The first twenty minutes of the film are surprisingly not bad. But I feel that once the couple is separated, the film becomes almost unwatchable. The dialogue and the plot become insanely predictable and of abysmal quality. The film uses every clichéd scene and technique it can get its hand on and at that point, it feels as generic as cinema gets.
At this point, of course, the film has drifted away from its main theme so far that it cannot even hope to find its way back. So it tries to desperately cling to every little clichéd notion it can which resulting in only confusion and something worse than mediocrity.

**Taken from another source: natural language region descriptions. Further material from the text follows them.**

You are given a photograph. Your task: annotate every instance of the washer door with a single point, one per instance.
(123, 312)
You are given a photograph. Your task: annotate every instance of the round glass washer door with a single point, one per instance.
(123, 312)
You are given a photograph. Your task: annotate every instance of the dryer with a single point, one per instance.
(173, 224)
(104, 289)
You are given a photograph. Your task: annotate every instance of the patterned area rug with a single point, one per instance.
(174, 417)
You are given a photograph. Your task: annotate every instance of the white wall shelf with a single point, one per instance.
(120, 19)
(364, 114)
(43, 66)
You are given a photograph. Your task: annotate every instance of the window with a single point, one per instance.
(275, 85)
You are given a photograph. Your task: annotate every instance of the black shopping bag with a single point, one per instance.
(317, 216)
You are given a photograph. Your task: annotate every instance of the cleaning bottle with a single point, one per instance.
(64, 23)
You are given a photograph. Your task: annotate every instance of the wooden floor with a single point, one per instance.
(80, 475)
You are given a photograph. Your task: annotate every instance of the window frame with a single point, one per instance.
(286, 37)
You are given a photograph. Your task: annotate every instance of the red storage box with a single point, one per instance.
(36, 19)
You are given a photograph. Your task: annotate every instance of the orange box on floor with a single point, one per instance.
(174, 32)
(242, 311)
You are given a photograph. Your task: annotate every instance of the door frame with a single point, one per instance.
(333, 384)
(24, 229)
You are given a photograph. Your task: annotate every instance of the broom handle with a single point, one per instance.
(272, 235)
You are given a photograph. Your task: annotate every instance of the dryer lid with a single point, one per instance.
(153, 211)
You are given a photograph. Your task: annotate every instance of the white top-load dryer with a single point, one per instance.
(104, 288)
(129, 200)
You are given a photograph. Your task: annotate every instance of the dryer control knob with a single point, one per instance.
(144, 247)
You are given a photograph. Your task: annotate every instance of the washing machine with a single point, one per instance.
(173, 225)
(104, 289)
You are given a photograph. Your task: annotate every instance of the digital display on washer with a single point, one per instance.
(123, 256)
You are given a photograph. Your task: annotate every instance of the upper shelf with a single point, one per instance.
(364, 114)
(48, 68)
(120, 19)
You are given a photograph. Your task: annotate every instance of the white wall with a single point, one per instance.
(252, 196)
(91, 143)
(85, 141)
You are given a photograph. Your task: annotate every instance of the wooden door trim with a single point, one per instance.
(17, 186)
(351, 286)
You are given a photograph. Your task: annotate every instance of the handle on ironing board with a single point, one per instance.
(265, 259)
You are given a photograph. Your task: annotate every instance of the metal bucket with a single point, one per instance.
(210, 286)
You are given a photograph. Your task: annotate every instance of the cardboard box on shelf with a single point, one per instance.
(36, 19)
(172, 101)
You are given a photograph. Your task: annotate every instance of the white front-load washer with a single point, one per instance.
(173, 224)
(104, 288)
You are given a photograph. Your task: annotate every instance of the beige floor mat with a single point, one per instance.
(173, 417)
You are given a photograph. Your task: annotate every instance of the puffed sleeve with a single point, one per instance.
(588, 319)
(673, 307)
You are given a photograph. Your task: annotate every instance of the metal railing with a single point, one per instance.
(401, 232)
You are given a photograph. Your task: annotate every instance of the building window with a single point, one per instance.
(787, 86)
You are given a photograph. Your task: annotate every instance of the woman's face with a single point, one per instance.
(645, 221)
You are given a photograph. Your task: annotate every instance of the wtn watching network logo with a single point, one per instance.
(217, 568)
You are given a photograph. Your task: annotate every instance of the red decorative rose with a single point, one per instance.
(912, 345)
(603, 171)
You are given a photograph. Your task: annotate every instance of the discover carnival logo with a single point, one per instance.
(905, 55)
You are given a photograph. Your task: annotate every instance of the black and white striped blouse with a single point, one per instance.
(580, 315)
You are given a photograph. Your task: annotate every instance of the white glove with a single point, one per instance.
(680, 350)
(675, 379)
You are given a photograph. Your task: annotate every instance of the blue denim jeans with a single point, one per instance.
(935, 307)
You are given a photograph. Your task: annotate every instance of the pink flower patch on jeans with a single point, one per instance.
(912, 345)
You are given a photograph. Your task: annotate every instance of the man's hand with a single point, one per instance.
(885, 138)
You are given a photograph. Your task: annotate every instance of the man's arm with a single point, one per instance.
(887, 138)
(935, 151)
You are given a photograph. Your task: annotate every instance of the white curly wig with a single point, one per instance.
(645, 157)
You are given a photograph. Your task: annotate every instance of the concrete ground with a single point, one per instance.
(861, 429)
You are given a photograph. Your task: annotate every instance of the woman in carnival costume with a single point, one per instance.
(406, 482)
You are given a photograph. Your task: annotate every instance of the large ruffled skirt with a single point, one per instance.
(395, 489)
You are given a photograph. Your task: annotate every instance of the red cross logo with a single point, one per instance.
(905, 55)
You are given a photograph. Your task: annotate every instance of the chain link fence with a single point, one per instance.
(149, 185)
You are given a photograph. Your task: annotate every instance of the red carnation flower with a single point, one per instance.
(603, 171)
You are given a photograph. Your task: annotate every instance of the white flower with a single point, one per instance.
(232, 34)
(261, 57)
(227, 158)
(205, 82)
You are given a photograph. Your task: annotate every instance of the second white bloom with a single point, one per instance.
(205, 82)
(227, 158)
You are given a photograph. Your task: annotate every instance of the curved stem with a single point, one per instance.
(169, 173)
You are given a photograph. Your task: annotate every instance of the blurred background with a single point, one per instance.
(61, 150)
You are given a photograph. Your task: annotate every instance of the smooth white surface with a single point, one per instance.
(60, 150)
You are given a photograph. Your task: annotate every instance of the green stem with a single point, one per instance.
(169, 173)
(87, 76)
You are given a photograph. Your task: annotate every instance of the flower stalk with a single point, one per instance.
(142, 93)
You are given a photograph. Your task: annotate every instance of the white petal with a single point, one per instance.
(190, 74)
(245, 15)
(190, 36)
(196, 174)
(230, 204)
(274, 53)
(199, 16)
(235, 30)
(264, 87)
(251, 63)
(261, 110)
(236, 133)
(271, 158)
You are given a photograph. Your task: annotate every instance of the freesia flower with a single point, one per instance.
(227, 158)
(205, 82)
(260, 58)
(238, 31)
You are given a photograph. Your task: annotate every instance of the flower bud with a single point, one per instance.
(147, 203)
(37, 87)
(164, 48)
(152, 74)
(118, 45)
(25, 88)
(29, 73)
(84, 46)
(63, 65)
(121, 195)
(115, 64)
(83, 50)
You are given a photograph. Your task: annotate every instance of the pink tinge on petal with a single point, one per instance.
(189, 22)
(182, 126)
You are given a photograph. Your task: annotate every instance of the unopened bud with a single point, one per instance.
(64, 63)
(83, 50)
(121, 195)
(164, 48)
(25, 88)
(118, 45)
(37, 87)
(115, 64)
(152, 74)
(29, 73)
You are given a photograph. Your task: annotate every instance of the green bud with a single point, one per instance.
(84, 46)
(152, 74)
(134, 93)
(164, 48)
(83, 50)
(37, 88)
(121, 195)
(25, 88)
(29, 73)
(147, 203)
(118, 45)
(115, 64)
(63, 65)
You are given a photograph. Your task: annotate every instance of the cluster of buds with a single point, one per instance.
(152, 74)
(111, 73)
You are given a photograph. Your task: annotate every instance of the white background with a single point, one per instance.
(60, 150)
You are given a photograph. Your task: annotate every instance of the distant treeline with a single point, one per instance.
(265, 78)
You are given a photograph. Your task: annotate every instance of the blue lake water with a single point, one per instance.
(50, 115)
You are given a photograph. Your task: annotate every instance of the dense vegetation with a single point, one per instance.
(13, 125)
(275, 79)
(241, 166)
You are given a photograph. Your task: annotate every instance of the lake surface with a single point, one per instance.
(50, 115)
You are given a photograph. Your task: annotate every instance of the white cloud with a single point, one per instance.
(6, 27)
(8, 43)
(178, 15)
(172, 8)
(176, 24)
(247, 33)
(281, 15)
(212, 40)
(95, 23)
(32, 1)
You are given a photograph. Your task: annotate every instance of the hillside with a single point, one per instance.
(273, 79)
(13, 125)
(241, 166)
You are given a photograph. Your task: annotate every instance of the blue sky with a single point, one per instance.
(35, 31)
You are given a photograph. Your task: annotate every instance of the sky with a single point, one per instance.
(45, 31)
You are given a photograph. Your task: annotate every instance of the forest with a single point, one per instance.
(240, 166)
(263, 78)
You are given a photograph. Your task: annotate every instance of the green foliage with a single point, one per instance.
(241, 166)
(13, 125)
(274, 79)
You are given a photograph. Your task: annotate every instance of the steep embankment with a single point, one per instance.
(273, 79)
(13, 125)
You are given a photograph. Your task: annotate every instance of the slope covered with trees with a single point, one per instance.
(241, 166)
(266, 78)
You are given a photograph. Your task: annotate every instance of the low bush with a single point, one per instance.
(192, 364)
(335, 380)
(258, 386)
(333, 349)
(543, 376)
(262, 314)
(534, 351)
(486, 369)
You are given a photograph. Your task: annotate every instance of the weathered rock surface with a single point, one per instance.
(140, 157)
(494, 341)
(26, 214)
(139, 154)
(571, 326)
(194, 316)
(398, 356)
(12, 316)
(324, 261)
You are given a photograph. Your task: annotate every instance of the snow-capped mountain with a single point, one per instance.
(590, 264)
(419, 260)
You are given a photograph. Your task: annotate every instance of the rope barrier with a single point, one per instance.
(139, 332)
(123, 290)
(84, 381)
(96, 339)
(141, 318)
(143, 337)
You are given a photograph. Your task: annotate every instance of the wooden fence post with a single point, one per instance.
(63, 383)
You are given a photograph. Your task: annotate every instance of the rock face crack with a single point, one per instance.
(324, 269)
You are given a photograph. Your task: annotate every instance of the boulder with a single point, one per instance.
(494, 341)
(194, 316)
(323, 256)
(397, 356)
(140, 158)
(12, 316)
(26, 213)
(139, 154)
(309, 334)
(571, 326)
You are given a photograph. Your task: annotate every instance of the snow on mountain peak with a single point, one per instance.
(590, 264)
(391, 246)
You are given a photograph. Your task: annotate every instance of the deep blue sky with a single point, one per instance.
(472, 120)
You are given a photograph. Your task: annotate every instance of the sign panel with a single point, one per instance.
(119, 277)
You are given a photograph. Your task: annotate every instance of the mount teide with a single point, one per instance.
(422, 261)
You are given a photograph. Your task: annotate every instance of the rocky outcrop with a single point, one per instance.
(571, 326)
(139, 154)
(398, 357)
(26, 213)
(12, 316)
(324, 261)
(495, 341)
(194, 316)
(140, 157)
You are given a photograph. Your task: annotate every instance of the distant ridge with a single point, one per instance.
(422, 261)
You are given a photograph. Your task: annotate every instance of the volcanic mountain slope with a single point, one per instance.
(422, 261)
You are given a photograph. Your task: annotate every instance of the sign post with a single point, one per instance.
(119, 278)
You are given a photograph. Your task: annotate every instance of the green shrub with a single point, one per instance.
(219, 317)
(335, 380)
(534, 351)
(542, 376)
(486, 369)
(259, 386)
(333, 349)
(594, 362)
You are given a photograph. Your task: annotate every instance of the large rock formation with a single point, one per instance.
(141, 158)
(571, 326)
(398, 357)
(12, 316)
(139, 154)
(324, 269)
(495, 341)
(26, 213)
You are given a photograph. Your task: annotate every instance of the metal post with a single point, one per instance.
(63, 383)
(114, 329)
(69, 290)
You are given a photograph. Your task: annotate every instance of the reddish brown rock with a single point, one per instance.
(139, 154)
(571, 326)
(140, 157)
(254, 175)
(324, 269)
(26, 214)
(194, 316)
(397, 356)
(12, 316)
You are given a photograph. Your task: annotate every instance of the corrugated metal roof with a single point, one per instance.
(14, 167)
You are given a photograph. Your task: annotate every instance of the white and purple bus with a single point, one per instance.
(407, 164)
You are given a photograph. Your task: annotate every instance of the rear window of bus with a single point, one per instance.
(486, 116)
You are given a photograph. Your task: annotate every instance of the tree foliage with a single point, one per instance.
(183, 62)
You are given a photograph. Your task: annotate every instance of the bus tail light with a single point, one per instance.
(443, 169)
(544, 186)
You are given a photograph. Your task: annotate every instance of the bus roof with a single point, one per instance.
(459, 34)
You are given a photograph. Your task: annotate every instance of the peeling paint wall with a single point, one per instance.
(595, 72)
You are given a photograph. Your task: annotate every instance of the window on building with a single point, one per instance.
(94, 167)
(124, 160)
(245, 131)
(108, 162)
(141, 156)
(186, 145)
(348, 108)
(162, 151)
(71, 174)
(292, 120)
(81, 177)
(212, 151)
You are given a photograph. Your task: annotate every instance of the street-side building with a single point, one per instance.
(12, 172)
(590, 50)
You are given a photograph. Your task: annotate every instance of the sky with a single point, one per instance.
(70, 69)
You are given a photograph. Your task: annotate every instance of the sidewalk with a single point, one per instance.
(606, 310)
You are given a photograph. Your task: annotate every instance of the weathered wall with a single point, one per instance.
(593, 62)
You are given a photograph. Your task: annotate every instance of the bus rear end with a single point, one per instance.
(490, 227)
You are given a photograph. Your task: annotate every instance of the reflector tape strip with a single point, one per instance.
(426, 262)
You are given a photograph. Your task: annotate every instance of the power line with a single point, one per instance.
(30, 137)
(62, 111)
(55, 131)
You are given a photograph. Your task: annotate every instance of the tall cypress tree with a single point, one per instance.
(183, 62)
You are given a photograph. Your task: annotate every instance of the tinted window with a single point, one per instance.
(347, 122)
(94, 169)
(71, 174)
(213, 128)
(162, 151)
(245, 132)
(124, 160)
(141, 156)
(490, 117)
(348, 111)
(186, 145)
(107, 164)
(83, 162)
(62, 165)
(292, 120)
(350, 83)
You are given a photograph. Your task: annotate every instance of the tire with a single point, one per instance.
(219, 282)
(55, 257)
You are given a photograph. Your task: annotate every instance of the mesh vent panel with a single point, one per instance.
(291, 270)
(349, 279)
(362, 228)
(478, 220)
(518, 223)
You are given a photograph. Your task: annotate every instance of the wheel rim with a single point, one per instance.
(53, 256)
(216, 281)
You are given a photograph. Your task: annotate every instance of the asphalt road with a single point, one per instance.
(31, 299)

Naturally, Maura finds love again and it is purer and stronger than anything she ever experienced, and of course, this love just wanders her way and stays in her life for years without any effort or reason. And of course her daughters whom she hadn’t seen for years have all become successful beautiful women and their reunion is a teary joyful epilogue. See? On paper, it sounds wonderful (and overused to the point of exhaustion), but a director who attempts to treat themes hundreds of films have gone over before needs to at least do something original, something I feel Deanne Foley had not even the slightest intention of doing.
‘An Audience of Chairs‘ is a “could-have-been”, a film full to the brim with unfulfilled potential and potential genius. But what it offers its audience instead is an abundance of clichés and “feel-good” moments glued together to form an absolute failure of a film.